Cooling off - the right way - in Vallorcine. Photo by Audun
The next kilometers were the worst. The course coming out of Vallorcine was a gradual climb towards Col de Montets, across grassy fields in the unrelenting sun. I forced myself to alternate between walking and running. The course dovetailed the road, and Audun kept cycling up the road to pop up at various moments.
“This part is aweful,” I told him, “I feel terrible."
“You’re walking way faster than everyone around you though!” he remarked. This was true. Many people were moving at zombie-march pace, while I was still power hiking.
Downing a gel at Col des Montets. Photo by Audun.
Still, when I came over the top of Col de Montets, the landscape opened up into a spectacular view of the Mont Blanc massif. I threw my hands up into the air and smiled. This is what I am here for! I thought. I hit the final climb towards La Flegère hard, pulling my poles out of my pack and pushing up the trail. I didn’t want to leave anything behind on the course.

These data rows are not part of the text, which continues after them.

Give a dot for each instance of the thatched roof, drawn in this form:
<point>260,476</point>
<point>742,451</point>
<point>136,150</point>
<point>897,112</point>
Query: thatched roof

For the first time all day, I wasn’t in a line of people dictating the pace. I found it almost comically difficult to set the pace on my own. I would be moving fast, then start to feel dizzy and wonder if this was sustainable for another hour of climbing. I would slow down and laugh at the glacial pace of my legs.
Out with the poles, headed for La Flegère. Photo by Audun
The trail climbed 200 vertical meters before diving down the most technical descent all day. I knew this was coming, though, and launched myself off rocks and roots with my poles. As the trail started to climb again, the final 400 vertical, I started to feel the heat get to me. Would I actually faint if I kept pushing? I wondered through my dizzy haze. I drank more water, and thought about the Central Governor, a theory in exercise physiology that says that pain is actually your brain limiting your body in order to protect it, rather than your body telling you it is near its limit. Was I near my limit? I didn’t dare go any closer, and so kept drink water and moving at a steady, slow pace. For the first time all day, a few people were passing me.

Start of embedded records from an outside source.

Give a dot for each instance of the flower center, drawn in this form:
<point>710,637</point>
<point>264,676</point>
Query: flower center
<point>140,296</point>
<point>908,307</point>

The final climb to La Flegère was on a murderously open ski slope. The only thing that kept me going was the thought of the beautiful descent to come. I knew I could crush it. I stowed my poles as I crested the top, and stopped briefly at the aid station to down some energy drink. I was surprised to see how many people were actually sitting down in the aid station tent. Come on! I thought, only 7K to go, and downhill to boot! No use stopping here!

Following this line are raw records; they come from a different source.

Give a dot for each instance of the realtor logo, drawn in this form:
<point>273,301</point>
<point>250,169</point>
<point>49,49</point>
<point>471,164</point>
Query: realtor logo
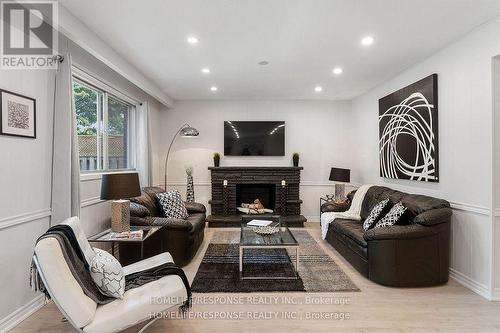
<point>28,34</point>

I began descending, once again passing people, but my joy was brief as the oh-so-familiar pain of side stitch dug itself into my stomach. Why? I wailed to myself, This part is supposed to go fast! But I made myself breath, and slow down slightly, and soon enough the side stitch disappeared. This time I had beat the demon.
I positively flew down the hill, and found Audun at the begin of the final paved kilometers to Chamonix Centre.
“My watch died back there,” I told him, “So this last part isn’t going to be on Strava. Guess I should just stop now!” I was of course joking, and accelerated passed another runner. In the corner of my eye, I saw the runner drop, crumpling to the pavement. What had happened? Audun stopped to look after him though, and I figured there was nothing I could do, so I ran on.
Finding my stride in the final Ks to Chamonix. Photo by Audun.
Faster and faster I went, through a blur of streets with volunteers pointing the way. I felt really good - I was running with a stride similar to my 10K race pace - and when I saw the finish line I sprinted with every ounce of muscle fiber I had left. I passed one more person on the final sprint to the finish, before jumping over the finish line.
9 hours. 15 minutes. 24 seconds. It was over.
I was 28th out of 317 women, and 215 out of 1231 finishers over all. Nearly 200 people dropped out along the way. I moved up 700 places from the first to the final checkpoint. Great success? I think so. But I have to learn to start further forward!